To change device-mode setting you need to power off or press reset after issuing that first command.
Not simply reboot.
Did you ?
The device-mode can be changed by the user, but remote access to the device is not enough to change it. After changing the device-mode, you need to confirm it, by pressing a button on the device itself, or perform a "cold reboot" - that is, unplug the power. When the change is confirmed, regardless of confirmation mode, the device will be rebooted !
The topic seems quite suspicious.
Is it possible that you can't read what appears in the terminal after the commands?
Was "failure: not allowed by device-mode" read and not everything else?
And then "having the dreaded [..] error"...
"dreaded"??? So it's so well-known that we already know the reason...
To me, the post just looks like something AI invented to add spam.
All I can say is that no, I am not AI and I did not engineer this situation for any nefarious purpose.
If you want to know the background, I am setting up a VLAN tunnel to get a WAN connection into my router in a Unifi network. My Unifi switch is for some reason cutting the speed of the connection by 50%, which is why I installed the Mikrotik. On the way to this forum post, I’ve spent several days troubleshooting and trying to get this working. I bricked my Mikrotik switch and had reflash using the recovery mode utility.

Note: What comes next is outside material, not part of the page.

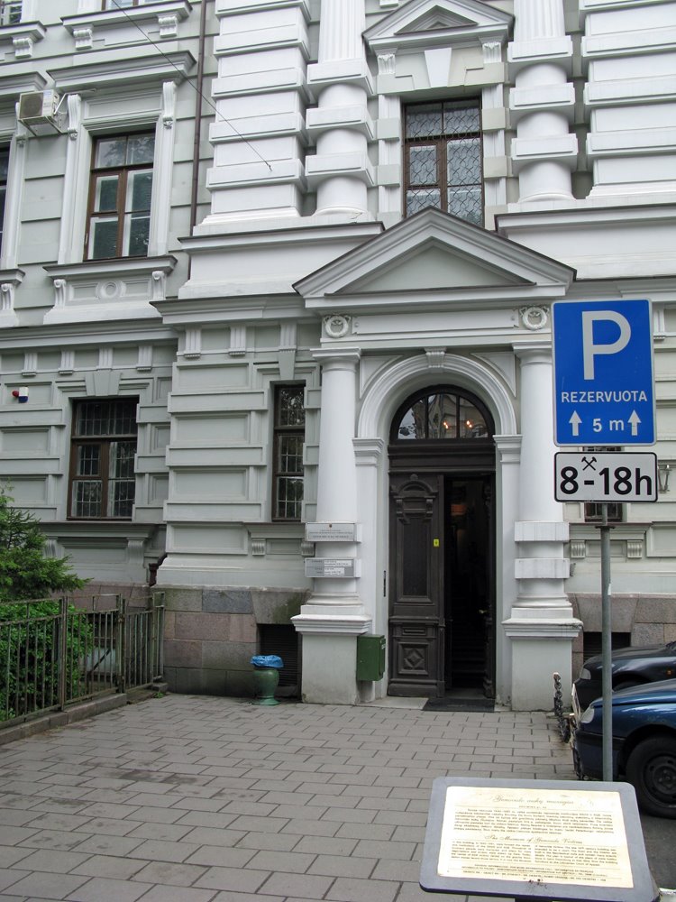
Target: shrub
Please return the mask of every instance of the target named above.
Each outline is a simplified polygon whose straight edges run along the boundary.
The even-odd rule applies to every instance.
[[[59,662],[58,593],[80,588],[86,580],[68,557],[46,557],[44,536],[32,514],[12,505],[0,488],[0,720],[50,707],[59,701],[59,665],[63,664],[67,697],[77,691],[79,660],[91,638],[84,615],[69,606],[66,661]],[[29,601],[39,599],[39,601]]]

So to answer your question, no. I am not AI. I did not use a LLM to generate this post, and yes, I am very grateful that I was able to receive the answer I was looking for (that I hasn’t powered off the device to get the change to take).
Our local Script Cat Wizard did exaggerate a bit , but what surprises me as well is that you have to issue this command from terminal.
It DOES throw you a prompt on screen what to do next after changing that device-mode setting.
Power-off or push reset or press mode button within x seconds.
(mode button only possible for device that have it)
Guys (and Gals, let's stay bias free ),
I am new here, but doing IT tasks since 1983 .... when you go deep in the rabbit hole and at 3 in the morning the router blaring you reboot me and press the button might go unnoticed. I bricked a Cisco 2511 in 1994 because I missed a prompt ...
So here no harm done and with the benefit of the doubt somebody's issue has been solved.